The Power in the Room by Jay Gillen

The Power in the Room by Jay Gillen

Author:Jay Gillen
Language: eng
Format: epub
Publisher: Beacon Press
Published: 2019-03-11T16:00:00+00:00


PART II

RE-ROOTING EDUCATION

CHAPTER 4

An Educational Bureaucracy Built on Violence

Selections

My wife and I sit with our eighth grader in his school cafeteria, with many other parents and their eighth graders, for the annual introduction to Baltimore’s high school admissions process. An official shows slides with “composite scores” for the three or four “selective” high schools—some mysterious computation of weighted test scores, grades, and attendance required for admission. Our son wants to enroll in the high school his older brothers went to, but he will need a minimum composite score, we are told, of 620, whatever that means. Friends pass on the rumor that nothing less than a 680 would guarantee a place. What are our children thinking? Are their stomachs knotting up like ours?

In 2018 only ten Black students in a class of more than eight hundred were admitted to Stuyvesant High School, the selective public school in New York that my father graduated from in 1944, also with exactly ten Black students in his class.1 Today, the admissions-by-testing high schools in New York are 4 percent Black and Latinx, compared to 70 percent Black and Latinx students in the system’s population overall. A recent study commissioned by Baltimore’s school system determined that students who grow up in low-income census tracts are much less likely to qualify for the top-rated high schools.2 Another study of Baltimore City students showed that only 9 percent of students who entered high school in 2002 had earned any post-secondary college degree at all by 2011, either two-year or four-year, and virtually all of that 9 percent had attended one of three selective high schools.3

Yet another study from roughly the same period demonstrates that there is an almost nine-year difference in life expectancy for Baltimore residents with low educational opportunity compared to those with high educational opportunity: dying at age sixty-eight rather than at seventy-seven, on average.4 The adolescents sitting to the left and the right of us in the cafeteria, and our own Black son, are learning about a process of unscientific, arbitrary evaluations that correlate with scientifically well-documented results in terms of life and death, not to mention illness, incarceration, unemployment, and poverty. The children who must take the city bus because their parents can’t drive them to school, for example, have worse attendance than their peers—through no fault of their own—and so they have lower composite scores and less access to selective high schools, and they are expected to die almost a decade before their wealthier peers.
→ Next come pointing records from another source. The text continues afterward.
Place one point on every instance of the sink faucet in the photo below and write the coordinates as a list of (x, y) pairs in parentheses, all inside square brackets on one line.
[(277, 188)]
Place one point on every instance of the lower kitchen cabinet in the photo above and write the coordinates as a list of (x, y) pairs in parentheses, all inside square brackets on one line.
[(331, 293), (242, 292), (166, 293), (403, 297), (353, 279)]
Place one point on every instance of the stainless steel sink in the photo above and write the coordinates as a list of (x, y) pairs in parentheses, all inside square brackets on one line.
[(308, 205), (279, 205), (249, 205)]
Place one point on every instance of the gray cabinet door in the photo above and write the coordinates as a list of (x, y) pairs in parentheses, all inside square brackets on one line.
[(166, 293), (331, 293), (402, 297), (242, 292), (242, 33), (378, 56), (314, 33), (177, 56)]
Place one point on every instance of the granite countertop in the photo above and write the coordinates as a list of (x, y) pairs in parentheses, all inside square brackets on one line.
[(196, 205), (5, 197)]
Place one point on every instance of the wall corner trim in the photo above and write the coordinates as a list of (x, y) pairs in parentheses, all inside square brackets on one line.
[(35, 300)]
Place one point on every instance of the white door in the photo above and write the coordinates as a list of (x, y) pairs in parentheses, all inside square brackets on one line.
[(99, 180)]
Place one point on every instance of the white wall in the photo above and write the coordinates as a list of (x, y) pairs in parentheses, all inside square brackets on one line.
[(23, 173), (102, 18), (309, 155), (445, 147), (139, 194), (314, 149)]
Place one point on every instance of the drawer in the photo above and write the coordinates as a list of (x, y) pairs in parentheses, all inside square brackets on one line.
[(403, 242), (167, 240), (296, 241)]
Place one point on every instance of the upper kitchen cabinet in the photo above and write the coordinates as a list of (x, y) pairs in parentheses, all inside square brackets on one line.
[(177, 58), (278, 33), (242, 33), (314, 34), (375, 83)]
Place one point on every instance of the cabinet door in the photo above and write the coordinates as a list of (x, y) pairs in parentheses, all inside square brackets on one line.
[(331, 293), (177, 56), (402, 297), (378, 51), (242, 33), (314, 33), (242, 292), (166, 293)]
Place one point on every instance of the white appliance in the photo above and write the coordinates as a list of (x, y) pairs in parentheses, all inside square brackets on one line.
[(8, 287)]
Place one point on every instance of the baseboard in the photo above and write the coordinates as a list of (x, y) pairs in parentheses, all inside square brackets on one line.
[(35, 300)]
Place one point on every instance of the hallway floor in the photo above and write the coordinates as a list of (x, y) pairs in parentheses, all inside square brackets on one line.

The selective high schools all across our country, the division into wealthy suburban and underfunded urban and rural jurisdictions, and the stratification of the country’s educational arrangements can hide neither the life-and-death consequences of their selectivity nor the arbitrariness of their process. In the precise location that is now the entrance to Baltimore’s baseball stadium, a slave market prospered for decades. Selections were made, prices negotiated, families separated, and human beings sold as property, many for transportation to sugar plantations down South where an early death was almost certain.